Church Fathers, Day 294: St. Jerome advises us to set aside old grudges May 11, 2015

st_jerome_2St. Jerome was known for his hot temper and for some reason—we don’t know why—had not been on speaking terms with his own aunt for a long time. Here he writes her a letter begging for a reconciliation, remembering that he will be judged if he cannot forgive his old grudges.

The Apostle and evangelist John rightly says that “any one who hates his brother is a murderer” (1 John 3:15). For since hate often leads to murder, the one who hates, even if he hasn’t killed his victim yet, has murder in his heart.

Why (you ask) do I begin this way? Just so that you and I may both set aside our grudges of the past and cleanse our hearts to be a home for God. “Be angry, but sin not,” says David; or, as the Apostle expresses it more completely, “do not let the sun go down on your anger” (Ephesians 4:26). Then what will we do on the day of judg­ment, when we’ve let the sun go down on our anger, not one day, but many years?

The Lord says in the Gospel, “So if you are offering your gift at the altar, and there remember that your brother has something against you, leave your gift there before the altar and go; first be reconciled to your brother, and then come and offer your gift” (Matthew 5:23-24).

Woe to me, wretch that I am! I was just about to say, woe to you as well. For a long time now we either haven’t offered a gift at the altar, or have offered it while nursing a grudge for no reason. How have we been able to say “forgive us our trespasses, as we forgive those who trespass against us” in our daily prayers, while our feelings haven’t matched our words, and what we ask for is inconsistent with what we do?
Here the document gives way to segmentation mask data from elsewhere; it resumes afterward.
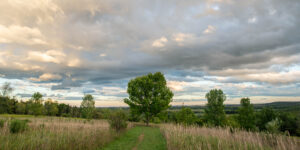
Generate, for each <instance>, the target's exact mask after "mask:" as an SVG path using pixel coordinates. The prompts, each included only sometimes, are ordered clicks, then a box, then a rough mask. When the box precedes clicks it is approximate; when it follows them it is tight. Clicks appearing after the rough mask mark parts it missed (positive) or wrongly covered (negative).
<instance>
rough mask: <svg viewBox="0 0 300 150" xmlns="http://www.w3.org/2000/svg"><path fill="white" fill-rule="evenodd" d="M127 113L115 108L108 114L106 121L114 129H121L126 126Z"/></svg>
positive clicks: (123, 129) (118, 129) (115, 129)
mask: <svg viewBox="0 0 300 150" xmlns="http://www.w3.org/2000/svg"><path fill="white" fill-rule="evenodd" d="M126 121H127V114H126V112H125V111H124V110H117V111H114V112H112V113H111V114H110V115H109V118H108V122H109V124H110V127H111V128H112V129H114V130H116V131H118V132H119V131H121V130H124V129H126V128H127V122H126Z"/></svg>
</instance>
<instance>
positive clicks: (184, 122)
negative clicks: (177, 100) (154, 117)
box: [175, 107, 197, 125]
mask: <svg viewBox="0 0 300 150" xmlns="http://www.w3.org/2000/svg"><path fill="white" fill-rule="evenodd" d="M175 117H176V122H177V123H180V124H184V125H192V124H194V123H195V122H196V120H197V117H196V115H195V113H194V112H193V111H192V109H191V108H188V107H182V108H181V110H180V111H178V112H177V113H176V115H175Z"/></svg>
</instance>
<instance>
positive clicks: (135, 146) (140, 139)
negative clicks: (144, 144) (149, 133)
mask: <svg viewBox="0 0 300 150" xmlns="http://www.w3.org/2000/svg"><path fill="white" fill-rule="evenodd" d="M143 139H144V133H142V134H141V135H140V136H139V141H138V142H137V143H136V145H135V146H134V147H133V148H132V150H137V148H138V146H139V144H140V143H141V142H142V141H143Z"/></svg>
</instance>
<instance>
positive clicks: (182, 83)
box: [167, 81, 187, 92]
mask: <svg viewBox="0 0 300 150" xmlns="http://www.w3.org/2000/svg"><path fill="white" fill-rule="evenodd" d="M185 85H187V83H186V82H184V81H168V82H167V86H168V87H169V88H170V89H171V90H172V91H176V92H178V91H183V89H184V86H185Z"/></svg>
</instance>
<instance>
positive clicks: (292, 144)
mask: <svg viewBox="0 0 300 150" xmlns="http://www.w3.org/2000/svg"><path fill="white" fill-rule="evenodd" d="M161 130H162V132H163V134H164V136H165V138H166V140H167V143H168V149H170V150H199V149H212V150H215V149H219V150H224V149H228V150H231V149H253V150H257V149H278V150H281V149H289V150H297V149H299V147H300V140H299V138H296V137H288V136H283V135H272V134H266V133H258V132H246V131H238V130H236V131H232V130H230V129H229V128H227V129H224V128H206V127H197V126H190V127H185V126H181V125H172V124H164V125H161Z"/></svg>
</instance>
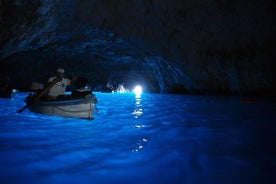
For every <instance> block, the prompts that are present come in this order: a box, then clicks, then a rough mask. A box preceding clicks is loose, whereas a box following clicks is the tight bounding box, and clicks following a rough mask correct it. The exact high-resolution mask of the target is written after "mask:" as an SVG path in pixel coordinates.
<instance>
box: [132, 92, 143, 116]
mask: <svg viewBox="0 0 276 184" xmlns="http://www.w3.org/2000/svg"><path fill="white" fill-rule="evenodd" d="M132 114H133V116H134V118H135V119H137V118H139V117H140V116H141V115H142V114H143V105H142V98H141V95H136V96H135V105H134V110H133V112H132Z"/></svg>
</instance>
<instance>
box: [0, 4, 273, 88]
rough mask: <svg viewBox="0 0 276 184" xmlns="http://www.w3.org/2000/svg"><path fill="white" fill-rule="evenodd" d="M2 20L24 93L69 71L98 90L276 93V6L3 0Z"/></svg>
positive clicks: (15, 80)
mask: <svg viewBox="0 0 276 184" xmlns="http://www.w3.org/2000/svg"><path fill="white" fill-rule="evenodd" d="M0 12H1V14H0V18H1V19H0V26H1V32H0V61H1V63H0V64H1V69H0V70H2V71H3V70H5V71H8V73H13V74H12V76H11V77H12V78H13V81H17V83H16V85H17V86H19V87H20V88H24V87H26V86H27V85H28V84H29V83H30V82H31V81H32V80H33V79H34V78H36V79H37V80H41V81H43V80H45V78H46V76H49V75H51V74H52V73H53V72H54V70H55V68H56V67H60V66H62V67H64V68H65V69H66V71H68V74H72V75H84V76H86V77H89V79H90V82H91V83H93V85H94V86H97V85H99V84H102V85H104V83H105V82H107V81H109V80H118V81H120V80H121V81H122V82H128V83H131V82H133V83H135V80H138V82H140V83H144V85H145V86H147V88H148V90H149V91H153V92H177V91H180V92H254V91H274V90H275V74H274V73H275V65H274V64H273V62H274V61H273V60H274V58H275V28H276V26H275V23H274V22H275V6H274V3H273V1H265V2H264V1H257V0H254V1H246V0H245V1H241V0H232V1H229V0H209V1H202V0H195V1H188V0H183V1H180V0H170V1H169V0H166V1H165V0H158V1H157V0H141V1H135V0H116V1H115V0H82V1H76V0H63V1H61V0H52V1H50V0H40V1H35V0H33V1H26V0H10V1H8V0H1V1H0ZM22 62H24V63H22ZM22 66H23V67H22ZM14 71H16V72H14ZM37 71H39V73H38V72H37ZM116 76H120V77H117V79H115V78H116ZM134 76H135V77H134ZM18 78H20V79H24V80H22V81H18ZM118 78H119V79H118ZM130 79H131V80H130ZM136 82H137V81H136ZM129 85H130V84H129Z"/></svg>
So now I renew the prayer I made when I wrote to you a year ago: that the Lord’s peace may be ours as well, and that my desires and your feelings may find favor in his sight. Soon we’ll stand before his judgment seat, either to receive the reward of peace restored, or to pay the price for harmony broken.

–St. Jerome, Letter 3

IN GOD’S PRESENCE, CONSIDER . . .

Am I holding on to any old grudges that I ought to have let go long since?

Does anyone have a good reason for a grudge against me—something I should have apologized for a long time ago?

CLOSING PRAYER

Father, the source of all unity, make me one in heart and mind with all your faithful people, so that your whole Church may live in harmony.